Neurophotonics Approaches for the Study of Pattern Separation

Abstract

Successful memory involves not only remembering over time but also keeping memories distinct. Computational models suggest that pattern separation appears as a highly efficient process to discriminate between overlapping memories. Furthermore, lesion studies have shown that the dentate gyrus (DG) participates in pattern separation. However, these manipulations did not allow identifying the neuronal mechanism underlying pattern separation. The development of different neurophotonics techniques, together with other genetic tools, has been useful for the study of the microcircuit involved in this process. It has been shown that less-overlapped information would generate distinct neuronal representations within the granule cells (GCs).
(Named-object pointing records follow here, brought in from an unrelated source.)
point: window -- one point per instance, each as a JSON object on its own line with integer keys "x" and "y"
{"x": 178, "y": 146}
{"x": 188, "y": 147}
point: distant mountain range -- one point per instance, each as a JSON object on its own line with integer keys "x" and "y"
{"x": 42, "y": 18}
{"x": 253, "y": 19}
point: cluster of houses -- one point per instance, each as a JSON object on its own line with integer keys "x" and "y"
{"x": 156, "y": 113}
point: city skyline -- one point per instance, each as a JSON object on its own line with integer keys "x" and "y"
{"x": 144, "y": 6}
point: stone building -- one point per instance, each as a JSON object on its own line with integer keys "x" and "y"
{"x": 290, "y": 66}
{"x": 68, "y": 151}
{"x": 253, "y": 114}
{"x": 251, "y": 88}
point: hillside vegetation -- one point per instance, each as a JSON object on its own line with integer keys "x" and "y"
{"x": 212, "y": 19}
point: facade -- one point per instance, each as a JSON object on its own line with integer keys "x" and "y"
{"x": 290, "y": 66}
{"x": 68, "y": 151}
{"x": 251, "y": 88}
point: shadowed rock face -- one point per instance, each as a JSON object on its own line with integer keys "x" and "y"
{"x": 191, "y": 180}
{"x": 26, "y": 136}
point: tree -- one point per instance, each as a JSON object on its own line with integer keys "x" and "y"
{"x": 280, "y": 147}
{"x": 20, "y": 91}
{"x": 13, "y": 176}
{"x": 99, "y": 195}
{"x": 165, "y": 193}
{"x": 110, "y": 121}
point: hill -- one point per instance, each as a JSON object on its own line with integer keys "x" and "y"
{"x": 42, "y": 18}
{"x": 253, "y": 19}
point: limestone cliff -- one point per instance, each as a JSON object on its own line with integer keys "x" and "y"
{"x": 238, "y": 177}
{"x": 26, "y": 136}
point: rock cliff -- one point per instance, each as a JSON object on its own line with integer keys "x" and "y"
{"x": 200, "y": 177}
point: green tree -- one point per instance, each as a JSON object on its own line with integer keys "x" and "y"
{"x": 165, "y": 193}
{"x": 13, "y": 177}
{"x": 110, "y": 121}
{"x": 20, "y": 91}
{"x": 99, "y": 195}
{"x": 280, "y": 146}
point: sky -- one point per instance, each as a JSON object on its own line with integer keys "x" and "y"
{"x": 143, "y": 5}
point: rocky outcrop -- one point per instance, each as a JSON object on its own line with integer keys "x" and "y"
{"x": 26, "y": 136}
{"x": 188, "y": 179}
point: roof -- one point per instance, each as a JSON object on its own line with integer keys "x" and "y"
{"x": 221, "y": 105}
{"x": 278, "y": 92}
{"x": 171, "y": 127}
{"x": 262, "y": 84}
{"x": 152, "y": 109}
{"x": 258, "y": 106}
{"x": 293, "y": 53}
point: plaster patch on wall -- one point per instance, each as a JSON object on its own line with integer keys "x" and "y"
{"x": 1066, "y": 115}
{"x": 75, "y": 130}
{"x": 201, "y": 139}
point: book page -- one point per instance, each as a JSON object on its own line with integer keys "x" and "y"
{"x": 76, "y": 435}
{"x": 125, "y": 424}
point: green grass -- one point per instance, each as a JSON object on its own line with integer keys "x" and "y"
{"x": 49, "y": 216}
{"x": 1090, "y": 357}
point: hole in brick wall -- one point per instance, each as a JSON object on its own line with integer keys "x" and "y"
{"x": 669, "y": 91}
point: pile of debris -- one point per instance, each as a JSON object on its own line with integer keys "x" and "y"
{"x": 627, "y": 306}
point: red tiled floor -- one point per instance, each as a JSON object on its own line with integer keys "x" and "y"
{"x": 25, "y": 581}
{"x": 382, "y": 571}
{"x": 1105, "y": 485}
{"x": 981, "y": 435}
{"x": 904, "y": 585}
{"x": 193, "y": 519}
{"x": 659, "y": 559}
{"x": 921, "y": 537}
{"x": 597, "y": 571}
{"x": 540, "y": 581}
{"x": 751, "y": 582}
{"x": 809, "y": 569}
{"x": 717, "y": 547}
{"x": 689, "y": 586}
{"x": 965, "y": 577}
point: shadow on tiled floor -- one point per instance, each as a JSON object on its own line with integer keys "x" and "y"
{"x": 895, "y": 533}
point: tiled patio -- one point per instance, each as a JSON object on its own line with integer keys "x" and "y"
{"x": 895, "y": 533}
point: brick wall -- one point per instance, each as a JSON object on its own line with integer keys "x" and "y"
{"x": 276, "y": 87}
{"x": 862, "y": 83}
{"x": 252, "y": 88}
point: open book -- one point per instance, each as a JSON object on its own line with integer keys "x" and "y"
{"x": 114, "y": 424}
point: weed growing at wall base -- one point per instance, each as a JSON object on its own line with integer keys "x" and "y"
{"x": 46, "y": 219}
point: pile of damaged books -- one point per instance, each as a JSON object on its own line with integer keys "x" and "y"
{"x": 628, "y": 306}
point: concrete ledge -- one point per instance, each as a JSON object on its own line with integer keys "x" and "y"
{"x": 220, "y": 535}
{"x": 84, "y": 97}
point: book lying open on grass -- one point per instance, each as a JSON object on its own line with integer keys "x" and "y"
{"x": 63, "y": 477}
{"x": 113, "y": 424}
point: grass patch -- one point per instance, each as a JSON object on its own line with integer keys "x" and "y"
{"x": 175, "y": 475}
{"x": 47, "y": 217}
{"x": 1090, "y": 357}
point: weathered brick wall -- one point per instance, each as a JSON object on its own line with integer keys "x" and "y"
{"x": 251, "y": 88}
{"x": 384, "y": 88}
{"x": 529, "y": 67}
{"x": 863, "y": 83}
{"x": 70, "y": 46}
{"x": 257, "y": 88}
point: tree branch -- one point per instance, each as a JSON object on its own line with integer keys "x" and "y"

However, because glutamatergic or GABAergic cells in the DG are not functionally or structurally homogeneous, identifying the specific role of the different subpopulations remains elusive. Then, understanding pattern separation requires the ability to manipulate a temporal and spatially specific subset of cells in the DG and ideally to analyze DG cells activity in individuals performing a pattern separation dependent behavioral task. Thus, neurophotonics and calcium imaging techniques in conjunction with activity-dependent promoters and high-resolution microscopy appear as important tools for this endeavor. In this work, we review how different neurophotonics techniques have been implemented in the elucidation of a neuronal network that supports pattern separation alone or in combination with traditional techniques. We discuss the limitation of these techniques and how other neurophotonic techniques could be used to complement the advances presented up to this date.
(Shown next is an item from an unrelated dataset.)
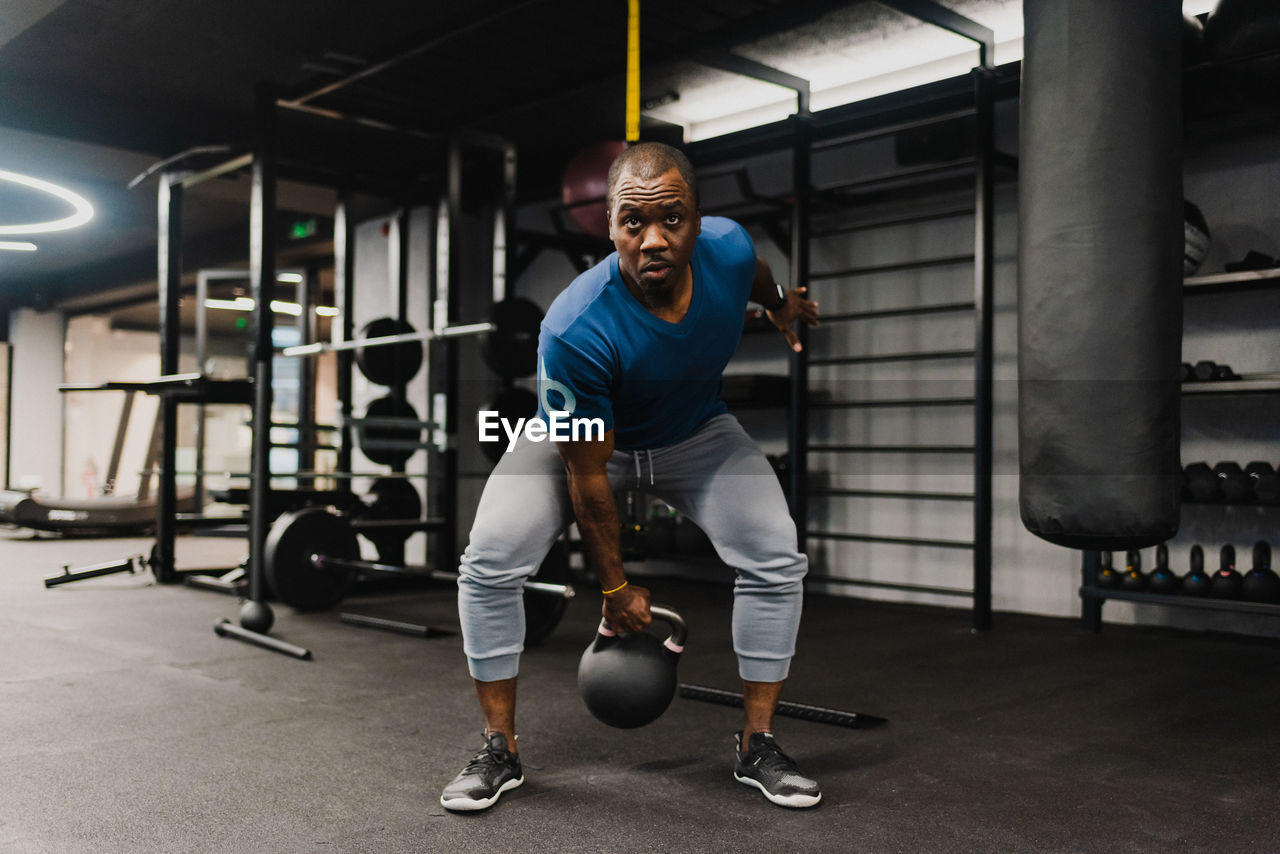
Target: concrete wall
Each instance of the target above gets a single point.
(36, 410)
Keywords: adult born granule cells; calcium imagaing; granule cells; interneuron; memory; mossy cells; optogenetics; pattern separation.

Figure 1

Representation of the dentate gyrus (DG)-CA3 circuit. (A) Schematic representation of a coronal slice from rat brain. The hippocampus (HIP) is constituted by cornu ammonis regions 1 and 3 (CA1 and CA3, in violet) and the DG region (DG, in orange). (B) Zoom inset from the HIP. The main inputs to the HIP come from the layers 2/3 of the entorhinal cortex (EC) that constitute the perforant path (PP, light blue lines). The information coming from the EC could project to the CA3 pyramidal layer directly or indirectly by making and intermediate synapse on the granule cells (GCs, green ellipse) located in the granular layer (Gr) of the DG. Mossy cells (MCs, ligth blue rectangle) and adult-born GCs (abGC, blue circle) would be the first neurons activated and could initiate pattern separation. The abGCs can modulate the activation of GCs through a direct connection, which is excitatory or inhibitory, depending on the activity pattern of entorhinal input. On the other hand, abGCs and MCs can inhibit GCs by recruitment of parvalbumin containing interneurons (PV+, orange hexagon). Also, the activity of PV+ interneurons is modulated by somatostatin containing interneurons (SOM+, pink ellipse) and by GCs itself. SOM+ interneurons can directly inhibit GCs, specifically distal dendrites, where contextual information arrives. Thus, the interaction between the different cell types present in the DG defines the activity of GCs, which project to CA3. Finally, the CA3 pyramidal cells project through the Schaffer collaterals to the CA1 pyramidal cells forming the main hippocampal output into layer 5 of the EC.